Lo importante es que no sea tecnología por tecnología. Tiene sentido cuando simplifica: una persiana que baja en las horas de más sol, una calefacción programada por zonas o una escena de luz para ver la televisión, cenar o leer. Comedor con mesa oval, diseño de IN56 interiorismo.
Una buena iluminación puede transformar por completo la percepción de una casa. La tendencia no va solo de poner lámparas bonitas, sino de crear escenas que acompañen cada momento: luz más activa por la mañana, más cálida al final del día y puntual para leer, cocinar o trabajar.
Carla IV recuerda la importancia de respetar los ciclos circadianos y de diseñar una iluminación que pueda adaptarse a horarios y actividades. En la práctica, esto implica combinar luz general, luz ambiental y puntos de apoyo, y, si es posible, conectarlo a un sistema que permita regular intensidad y temperatura. En la imagen, un proyecto de Laura Cortázar de LC Interiores.
¡Se mantiene esta tendencia! La casa sigue buscando zonas comunes más amplias y conectadas. Cocinas integradas en el salón, comedores que se abren a la zona de estar o dormitorios infantiles comunicados responden a una forma de vivir más compartida.
Pero abrir no significa dejarlo todo expuesto sin control. Para que funcione, recuerda la interiorista al frente de Carla IV Interior Designs, conviene pensar en almacenaje, iluminación y materiales de continuidad. Este es un ático en Chamberí (Madrid) gestionado por KRETZ Family Real State.
En una época marcada por lo industrial y lo producido en masa,lo hecho a mano vuelve a tener valor. “Lo artesano, único e imperfecto se ha vuelto el nuevo lujo”, explica Carla IV. Cerámica, textiles, piezas de oficio, muebles recuperados o trabajos a medida aportan emoción a la decoración. Este comedor pertenece a un proyecto realizado por el estudio de Arquitectura interior y construcción Mausha Marsá.
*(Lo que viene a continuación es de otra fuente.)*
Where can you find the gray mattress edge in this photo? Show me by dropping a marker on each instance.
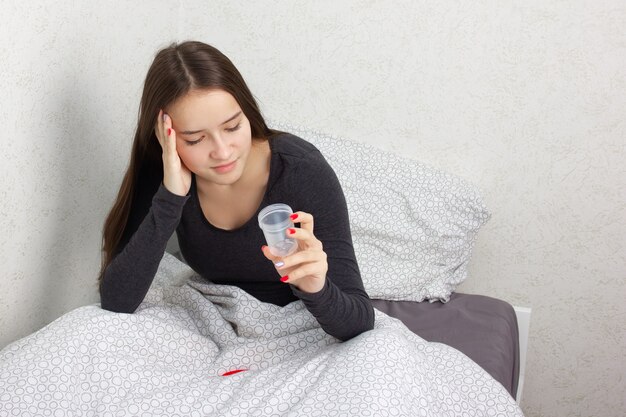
(483, 328)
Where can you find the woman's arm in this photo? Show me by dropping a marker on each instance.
(152, 221)
(342, 307)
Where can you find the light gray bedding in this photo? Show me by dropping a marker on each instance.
(169, 358)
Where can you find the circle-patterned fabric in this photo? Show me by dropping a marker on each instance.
(209, 350)
(413, 226)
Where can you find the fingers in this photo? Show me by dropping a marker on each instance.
(301, 260)
(305, 220)
(305, 236)
(266, 251)
(164, 131)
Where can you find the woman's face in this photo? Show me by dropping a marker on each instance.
(213, 136)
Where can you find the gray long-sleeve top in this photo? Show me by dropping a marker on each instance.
(300, 177)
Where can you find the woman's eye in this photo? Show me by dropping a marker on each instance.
(192, 142)
(232, 129)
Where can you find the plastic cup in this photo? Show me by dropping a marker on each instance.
(274, 220)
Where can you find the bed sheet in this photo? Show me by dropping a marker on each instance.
(204, 349)
(483, 328)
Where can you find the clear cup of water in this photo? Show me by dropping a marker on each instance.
(274, 220)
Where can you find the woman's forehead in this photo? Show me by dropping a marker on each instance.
(203, 109)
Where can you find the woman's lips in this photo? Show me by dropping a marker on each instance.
(223, 169)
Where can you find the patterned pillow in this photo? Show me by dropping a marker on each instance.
(413, 226)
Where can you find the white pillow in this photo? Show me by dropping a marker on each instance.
(413, 226)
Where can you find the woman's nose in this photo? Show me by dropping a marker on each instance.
(220, 149)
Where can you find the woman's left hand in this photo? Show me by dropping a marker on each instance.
(306, 268)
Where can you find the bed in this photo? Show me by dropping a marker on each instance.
(196, 348)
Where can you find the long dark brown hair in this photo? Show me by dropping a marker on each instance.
(175, 71)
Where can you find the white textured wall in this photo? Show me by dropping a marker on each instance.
(70, 83)
(525, 100)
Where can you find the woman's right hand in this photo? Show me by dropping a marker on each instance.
(176, 176)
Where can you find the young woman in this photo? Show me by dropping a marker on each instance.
(203, 164)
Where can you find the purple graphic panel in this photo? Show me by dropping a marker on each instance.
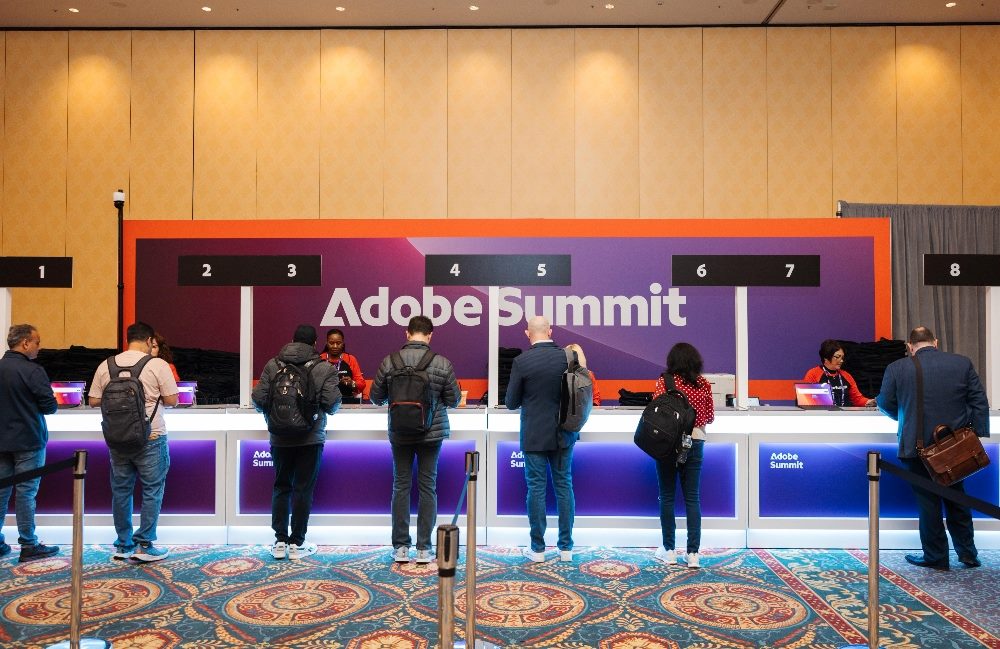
(626, 315)
(617, 479)
(804, 480)
(355, 477)
(190, 485)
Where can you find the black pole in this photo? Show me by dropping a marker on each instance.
(120, 204)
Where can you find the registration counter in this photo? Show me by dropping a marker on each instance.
(773, 477)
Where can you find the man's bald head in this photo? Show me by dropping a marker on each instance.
(538, 329)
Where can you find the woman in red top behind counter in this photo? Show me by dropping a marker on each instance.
(352, 381)
(685, 365)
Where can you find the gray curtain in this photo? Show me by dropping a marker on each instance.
(955, 314)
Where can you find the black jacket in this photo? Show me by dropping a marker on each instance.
(444, 389)
(324, 380)
(25, 396)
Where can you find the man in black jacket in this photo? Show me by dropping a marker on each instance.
(425, 450)
(25, 397)
(297, 458)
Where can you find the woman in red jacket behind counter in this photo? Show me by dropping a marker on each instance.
(844, 388)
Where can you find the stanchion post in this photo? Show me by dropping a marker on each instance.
(472, 471)
(874, 473)
(447, 559)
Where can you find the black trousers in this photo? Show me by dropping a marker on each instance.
(295, 471)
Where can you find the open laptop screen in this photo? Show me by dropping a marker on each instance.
(69, 394)
(185, 393)
(813, 395)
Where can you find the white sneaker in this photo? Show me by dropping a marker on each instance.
(668, 557)
(301, 551)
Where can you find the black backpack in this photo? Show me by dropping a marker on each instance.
(576, 399)
(411, 407)
(124, 422)
(664, 421)
(291, 400)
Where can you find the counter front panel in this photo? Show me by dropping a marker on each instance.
(355, 477)
(618, 479)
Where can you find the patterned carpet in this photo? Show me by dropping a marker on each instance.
(219, 597)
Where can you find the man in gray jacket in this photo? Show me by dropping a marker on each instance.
(296, 456)
(425, 449)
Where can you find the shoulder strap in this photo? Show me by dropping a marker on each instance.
(920, 403)
(425, 360)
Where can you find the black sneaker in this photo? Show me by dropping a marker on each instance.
(37, 551)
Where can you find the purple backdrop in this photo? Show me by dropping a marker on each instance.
(192, 462)
(355, 477)
(829, 481)
(786, 324)
(617, 479)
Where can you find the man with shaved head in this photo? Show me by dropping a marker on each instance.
(535, 387)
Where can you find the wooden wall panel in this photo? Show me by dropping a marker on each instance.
(607, 123)
(542, 123)
(799, 147)
(671, 135)
(98, 164)
(416, 123)
(735, 100)
(981, 115)
(864, 114)
(161, 166)
(225, 125)
(479, 123)
(929, 126)
(288, 141)
(34, 188)
(352, 135)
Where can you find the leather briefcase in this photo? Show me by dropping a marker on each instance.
(954, 455)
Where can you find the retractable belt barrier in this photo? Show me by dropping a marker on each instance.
(79, 465)
(875, 465)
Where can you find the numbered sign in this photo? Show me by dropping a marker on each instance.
(497, 270)
(745, 270)
(36, 272)
(962, 270)
(249, 270)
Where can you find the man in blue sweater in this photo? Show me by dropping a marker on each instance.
(25, 397)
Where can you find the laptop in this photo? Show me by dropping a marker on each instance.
(69, 394)
(186, 394)
(814, 396)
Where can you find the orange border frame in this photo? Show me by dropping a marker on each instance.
(877, 229)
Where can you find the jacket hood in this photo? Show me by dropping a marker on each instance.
(297, 353)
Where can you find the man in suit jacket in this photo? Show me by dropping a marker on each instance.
(953, 395)
(535, 387)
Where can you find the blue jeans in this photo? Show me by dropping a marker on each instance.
(295, 471)
(560, 463)
(150, 467)
(426, 456)
(11, 463)
(667, 473)
(958, 518)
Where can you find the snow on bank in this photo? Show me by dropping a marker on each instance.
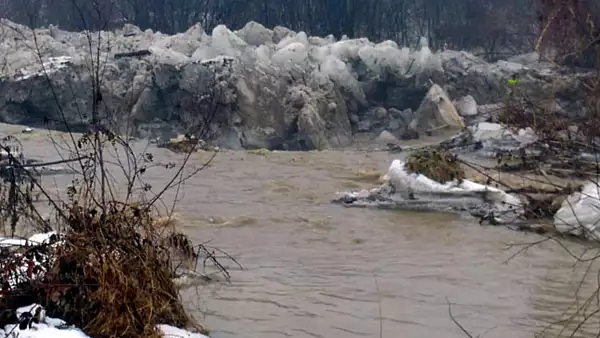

Cómo saber qué tendencia merece la pena
Antes de incorporar una tendencia, Carla IV propone hacerse tres preguntas sencillas: ¿me facilita la vida?, ¿encaja con mi casa?, ¿podrá evolucionar conmigo? Si la respuesta es sí, probablemente sea una buena elección. Si exige demasiado mantenimiento, no responde a tus rutinas o envejece mal, quizá sea mejor dejarla pasar.